François Lepage analyse la trajectoire suivie par l'individu appelé à adapter ou non son comportement aux circonstances. Le scénariste des Faussaires a mieux traité de la problématique en ne s’en tenant qu'à un seul cas, celui des juifs condamnés au camp de la mort, qui se demandaient s’ils devaient participer à de la contrefaçon pour le compte du régime nazi afin de sauver leur vie. La résolution du dilemme les a placés devant un nœud gordien. En fait, devaient-ils agir en fonction de la morale ou en fonction de la rationalité qui leur épargnerait la mort sur-le-champ.

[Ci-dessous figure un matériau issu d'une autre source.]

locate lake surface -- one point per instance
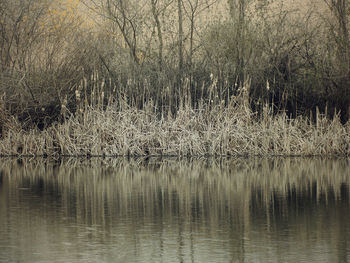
(153, 210)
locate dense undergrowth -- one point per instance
(256, 82)
(210, 130)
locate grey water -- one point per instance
(169, 210)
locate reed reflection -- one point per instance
(185, 210)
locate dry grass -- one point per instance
(211, 130)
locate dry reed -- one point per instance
(117, 129)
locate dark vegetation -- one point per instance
(296, 61)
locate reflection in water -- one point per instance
(241, 210)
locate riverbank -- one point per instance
(231, 130)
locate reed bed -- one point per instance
(213, 129)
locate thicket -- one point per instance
(170, 53)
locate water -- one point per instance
(151, 210)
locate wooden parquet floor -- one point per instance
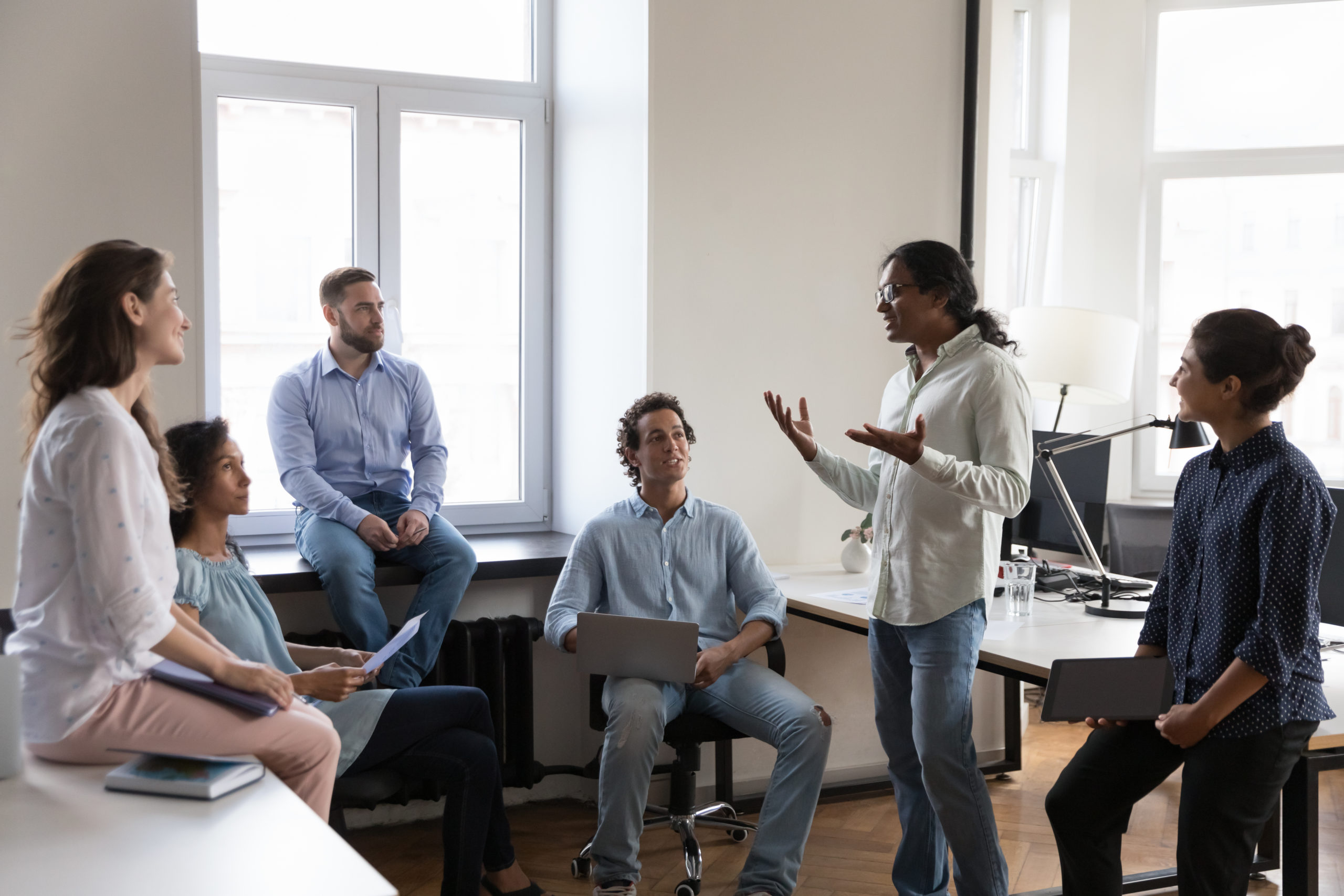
(853, 841)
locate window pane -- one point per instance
(460, 304)
(1232, 242)
(1251, 77)
(466, 38)
(1022, 78)
(1023, 205)
(286, 219)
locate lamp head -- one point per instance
(1184, 433)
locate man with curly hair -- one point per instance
(666, 554)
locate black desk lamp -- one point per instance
(1184, 434)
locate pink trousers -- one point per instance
(299, 743)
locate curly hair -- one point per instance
(628, 434)
(194, 448)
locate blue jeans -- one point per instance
(346, 567)
(921, 681)
(756, 702)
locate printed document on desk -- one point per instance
(858, 596)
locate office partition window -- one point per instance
(1245, 199)
(432, 174)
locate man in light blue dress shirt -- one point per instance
(342, 425)
(666, 554)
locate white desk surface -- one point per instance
(62, 833)
(1052, 632)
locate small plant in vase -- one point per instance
(857, 556)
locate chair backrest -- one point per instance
(1139, 537)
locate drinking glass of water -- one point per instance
(1019, 587)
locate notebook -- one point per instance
(1115, 688)
(188, 777)
(178, 675)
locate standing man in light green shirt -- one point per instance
(949, 458)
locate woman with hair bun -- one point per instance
(1237, 613)
(97, 566)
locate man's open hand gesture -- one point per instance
(904, 446)
(800, 430)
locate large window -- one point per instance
(435, 183)
(1031, 179)
(1245, 201)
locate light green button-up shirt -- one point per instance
(939, 523)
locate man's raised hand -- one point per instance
(797, 430)
(904, 446)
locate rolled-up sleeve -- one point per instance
(753, 587)
(579, 589)
(1295, 530)
(104, 480)
(429, 453)
(296, 456)
(999, 481)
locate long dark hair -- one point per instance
(1251, 345)
(939, 267)
(194, 448)
(80, 336)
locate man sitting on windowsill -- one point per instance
(664, 554)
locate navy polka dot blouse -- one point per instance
(1249, 535)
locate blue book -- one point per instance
(175, 673)
(190, 777)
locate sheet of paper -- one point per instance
(858, 596)
(395, 644)
(1000, 629)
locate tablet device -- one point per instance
(1119, 688)
(637, 648)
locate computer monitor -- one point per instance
(1042, 523)
(1332, 571)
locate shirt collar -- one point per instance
(1268, 441)
(328, 361)
(949, 349)
(640, 507)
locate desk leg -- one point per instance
(1301, 851)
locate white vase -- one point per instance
(855, 556)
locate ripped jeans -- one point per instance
(756, 702)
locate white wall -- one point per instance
(99, 140)
(601, 245)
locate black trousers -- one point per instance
(445, 734)
(1229, 790)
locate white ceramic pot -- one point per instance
(855, 556)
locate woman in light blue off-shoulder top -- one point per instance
(443, 734)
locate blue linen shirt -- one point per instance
(695, 568)
(1249, 535)
(337, 437)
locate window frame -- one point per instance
(373, 94)
(1163, 166)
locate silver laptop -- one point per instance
(635, 648)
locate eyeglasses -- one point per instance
(887, 294)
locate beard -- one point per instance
(356, 340)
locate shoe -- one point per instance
(531, 890)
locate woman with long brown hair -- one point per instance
(97, 566)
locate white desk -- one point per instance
(1062, 632)
(62, 833)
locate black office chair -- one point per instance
(686, 734)
(1139, 537)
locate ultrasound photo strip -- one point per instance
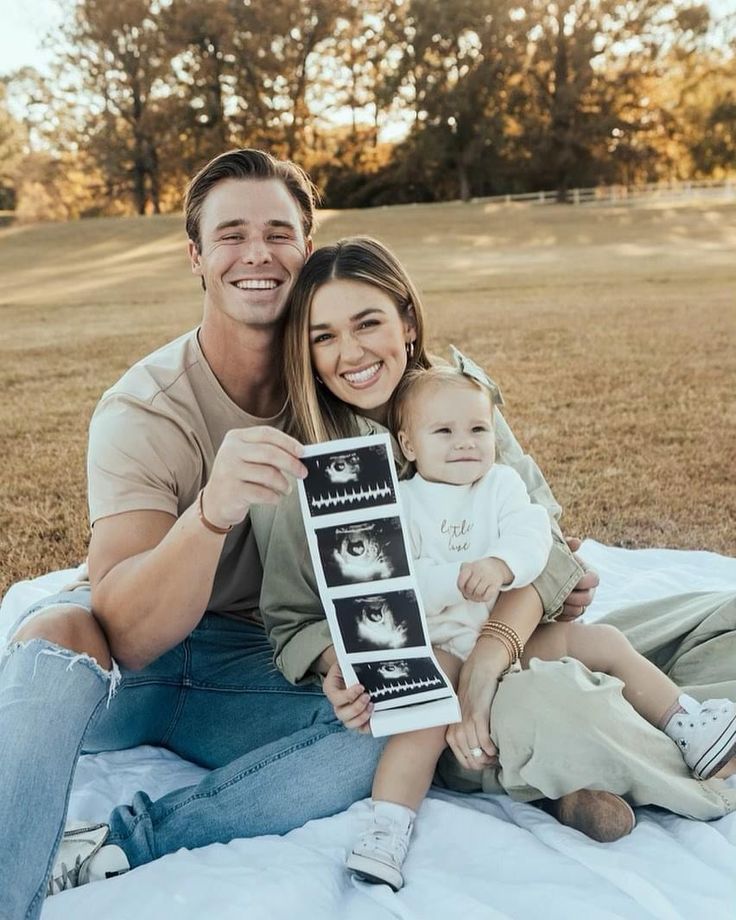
(348, 480)
(360, 553)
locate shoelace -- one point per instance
(69, 878)
(386, 840)
(705, 712)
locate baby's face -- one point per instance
(449, 435)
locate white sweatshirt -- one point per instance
(450, 524)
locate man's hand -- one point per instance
(252, 466)
(582, 594)
(482, 580)
(352, 705)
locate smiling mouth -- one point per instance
(257, 284)
(357, 378)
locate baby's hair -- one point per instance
(416, 379)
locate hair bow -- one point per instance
(469, 368)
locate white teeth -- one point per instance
(362, 376)
(253, 284)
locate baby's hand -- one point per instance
(482, 580)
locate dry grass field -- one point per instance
(612, 332)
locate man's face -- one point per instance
(252, 249)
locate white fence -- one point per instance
(623, 194)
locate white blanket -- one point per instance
(471, 856)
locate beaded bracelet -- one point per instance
(496, 628)
(506, 643)
(213, 528)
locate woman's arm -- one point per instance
(521, 610)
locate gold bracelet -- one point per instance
(505, 643)
(213, 528)
(509, 632)
(496, 627)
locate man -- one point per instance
(175, 655)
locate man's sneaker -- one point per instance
(705, 733)
(83, 857)
(380, 852)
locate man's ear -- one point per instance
(406, 446)
(194, 260)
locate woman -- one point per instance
(355, 325)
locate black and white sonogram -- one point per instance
(380, 621)
(348, 480)
(387, 680)
(365, 551)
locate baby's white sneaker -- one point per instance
(705, 734)
(380, 852)
(84, 857)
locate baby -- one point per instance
(474, 533)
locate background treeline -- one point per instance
(383, 101)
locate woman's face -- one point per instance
(358, 344)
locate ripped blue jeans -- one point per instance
(278, 756)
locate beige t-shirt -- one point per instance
(152, 442)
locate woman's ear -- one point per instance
(410, 325)
(194, 259)
(406, 446)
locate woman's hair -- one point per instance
(315, 414)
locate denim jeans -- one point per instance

Quant à François Lepage, il a cherché des exemples dans tous les continents pour illustrer qu’une conduite consensuelle produit une plus grande harmonie, selon la théorie des jeux utilisée en mathématiques, appelée plus populairement le dilemme du prisonnier.

François Lepage examine cette dichotomie à travers un professeur français qui préconise l'islam dans une université américaine, et une écologiste qui œuvre en Afghanistan pour une ONG, dirigée par un trafiquant de drogue soumis aux caprices d'un mollah sanguinaire. Religion, politique et aide humanitaire sont interpellées sur les choix à privilégier. Leurs actions ne peuvent loger à l'enseigne de la neutralité. Chacun apprend à ses dépens que la liberté est soumise à la susceptibilité des agents qui gravitent autour des pouvoirs de tout ordre.

La technicité véhiculée par ce roman est incarnée à travers une fiction qui délaisse les émotions des personnages pour se consacrer uniquement aux prémisses de la conduite humaine. Il en résulte un roman froid, hormis le passage de la douanière en pantoufles Snoopy qu'elle porte à cause de son obésité après un recours judiciaire qui a établi la primauté des besoins individuels au détriment des normes établies. Ce roman est certes d'un grand intérêt, mais sa facture romanesque souffre de son didactisme jusqu’à son dénouement en quatre points pour que le lecteur apprécie les conséquences des choix que nous faisons. L'élégance de l'écriture donne heureusement à l'ensemble une viabilité qui milite en sa faveur.